Join us for a discussion of part five of Elizabeth Gilbert’s best-selling book Big Magic, Trust
The notion of the tortured artist is one we learn early. I knew from a young age that I liked art, wanted in on it in some way. Like many kids, that was what I wanted to be, “an artist” was my perpetual answer to the obvious question. As a 6th grader, I dressed up like Monet for a project, nimbus-like beard and all, and hobbled around with a cane for most of a day (a shtick that might earn you an A, but not many friends), in high school I skipped other classes in favor of hiding out in the art room (a shtick that will not garner passing grades in algebra, let me tell you). Despite its constant, and often healing, presence in my life, I never thought of art as a friend. I thought it indifferent, something to be practiced and something to strive for, but certainly something that had no notion of me. Art was something to be good at, or at least attempted. Art can heal, art can be there when others aren’t, and art can — seemingly — turn against us just as easily. Perhaps its because of this that many artists feel their art is against them, something to push and break through, a thing to be struggled with and tortured by. It certainly never occurred to me to think of art as my friend.
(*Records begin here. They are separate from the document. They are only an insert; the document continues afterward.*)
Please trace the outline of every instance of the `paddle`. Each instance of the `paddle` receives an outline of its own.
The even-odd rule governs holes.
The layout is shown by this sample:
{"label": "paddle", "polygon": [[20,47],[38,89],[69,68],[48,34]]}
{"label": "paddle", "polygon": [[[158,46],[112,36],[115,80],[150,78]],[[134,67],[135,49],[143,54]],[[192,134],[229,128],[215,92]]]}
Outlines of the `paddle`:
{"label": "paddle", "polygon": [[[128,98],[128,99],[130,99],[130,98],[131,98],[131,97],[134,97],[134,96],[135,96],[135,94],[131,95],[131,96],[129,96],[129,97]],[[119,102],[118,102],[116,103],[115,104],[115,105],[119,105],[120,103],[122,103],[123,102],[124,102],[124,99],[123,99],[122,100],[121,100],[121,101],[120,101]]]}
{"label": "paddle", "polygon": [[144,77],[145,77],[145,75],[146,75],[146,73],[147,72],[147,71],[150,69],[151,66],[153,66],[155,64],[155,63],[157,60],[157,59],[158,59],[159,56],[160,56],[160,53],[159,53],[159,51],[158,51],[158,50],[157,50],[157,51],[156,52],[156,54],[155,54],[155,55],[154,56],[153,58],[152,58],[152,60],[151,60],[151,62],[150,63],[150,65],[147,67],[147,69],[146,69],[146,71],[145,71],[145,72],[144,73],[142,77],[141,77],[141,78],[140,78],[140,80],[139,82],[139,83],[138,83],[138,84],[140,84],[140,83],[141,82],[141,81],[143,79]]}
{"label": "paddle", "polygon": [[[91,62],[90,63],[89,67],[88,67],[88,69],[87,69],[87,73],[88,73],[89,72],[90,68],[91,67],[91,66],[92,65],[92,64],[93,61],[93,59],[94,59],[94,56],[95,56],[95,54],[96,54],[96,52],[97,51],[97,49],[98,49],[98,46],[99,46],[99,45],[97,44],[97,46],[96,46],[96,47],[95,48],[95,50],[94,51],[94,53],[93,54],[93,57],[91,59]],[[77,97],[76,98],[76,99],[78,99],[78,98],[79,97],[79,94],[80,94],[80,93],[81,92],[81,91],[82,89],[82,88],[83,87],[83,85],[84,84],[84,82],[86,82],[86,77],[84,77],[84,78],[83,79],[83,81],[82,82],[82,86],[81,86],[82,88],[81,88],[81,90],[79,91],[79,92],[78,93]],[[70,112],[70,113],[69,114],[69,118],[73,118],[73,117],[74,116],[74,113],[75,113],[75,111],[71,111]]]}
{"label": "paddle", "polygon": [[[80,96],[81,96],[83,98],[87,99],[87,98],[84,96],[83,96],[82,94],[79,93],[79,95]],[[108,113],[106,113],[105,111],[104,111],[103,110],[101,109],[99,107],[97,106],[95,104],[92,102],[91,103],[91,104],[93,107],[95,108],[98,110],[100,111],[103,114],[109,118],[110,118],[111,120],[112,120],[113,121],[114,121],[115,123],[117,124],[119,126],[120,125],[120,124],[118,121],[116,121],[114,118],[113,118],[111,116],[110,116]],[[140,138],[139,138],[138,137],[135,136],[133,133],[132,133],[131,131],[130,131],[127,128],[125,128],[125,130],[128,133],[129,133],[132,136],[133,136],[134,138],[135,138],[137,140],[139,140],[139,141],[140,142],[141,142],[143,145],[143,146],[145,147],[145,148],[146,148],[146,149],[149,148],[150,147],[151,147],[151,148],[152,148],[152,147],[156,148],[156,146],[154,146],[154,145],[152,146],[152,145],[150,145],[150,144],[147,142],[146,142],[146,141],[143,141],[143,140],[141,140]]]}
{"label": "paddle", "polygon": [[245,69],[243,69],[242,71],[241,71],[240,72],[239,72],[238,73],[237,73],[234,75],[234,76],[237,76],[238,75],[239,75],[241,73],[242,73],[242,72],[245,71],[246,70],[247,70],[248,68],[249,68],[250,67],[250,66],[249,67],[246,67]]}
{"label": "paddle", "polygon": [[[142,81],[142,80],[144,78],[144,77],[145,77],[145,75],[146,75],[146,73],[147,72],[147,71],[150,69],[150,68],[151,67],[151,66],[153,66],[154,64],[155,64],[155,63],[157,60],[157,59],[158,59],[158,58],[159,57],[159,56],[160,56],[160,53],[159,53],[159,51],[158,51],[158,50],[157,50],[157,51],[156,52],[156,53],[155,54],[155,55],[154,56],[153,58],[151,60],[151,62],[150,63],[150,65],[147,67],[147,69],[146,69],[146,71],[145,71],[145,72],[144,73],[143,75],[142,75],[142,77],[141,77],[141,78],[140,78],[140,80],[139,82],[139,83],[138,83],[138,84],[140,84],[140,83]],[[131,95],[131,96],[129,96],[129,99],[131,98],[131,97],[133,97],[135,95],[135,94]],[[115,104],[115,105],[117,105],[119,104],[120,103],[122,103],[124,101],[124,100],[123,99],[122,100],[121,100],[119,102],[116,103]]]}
This notion persisted through college, where I actually wondered (still do, to be honest) whether I was too content to make good art. “Have not had enough terrible experiences?” I asked myself.
And yet.. the idea of the tortured artist remains. Van Gogh cut off his ear. Pollock drank. If you’re a reasonably contented human, can you be a decent, or dare I say, talented artist?
Of course. Yes. Duh.
It’s just not that easy, we first have to get past the idea that art is pain. That nothing beautiful comes easy. That we should not revel and enjoy our own creative processes. In Truth, Elizabeth Gilbert introduces the insane notion that the beauty of our art may not actually lie in the struggle we endure to create it. It’s not a suffering contest.
One artist may suffer in earnest, her art assuaging her wounds. Another artist may be completely happy in her life. Neither one is more worthy of the creative spirit.
After Permission and Persistence, two chapters I admittedly had a difficult time digesting, Truth felt like a return to the inspiring aspects of the earlier chapters of Big Magic. As Gilbert states, she does not deny the reality of suffering — and neither do I — but it would likely do us all some good if we could get over the idea that to be worthy of our art we must be in some sort of pain. Art is beauty, after all.
+ What did you think of this chapter?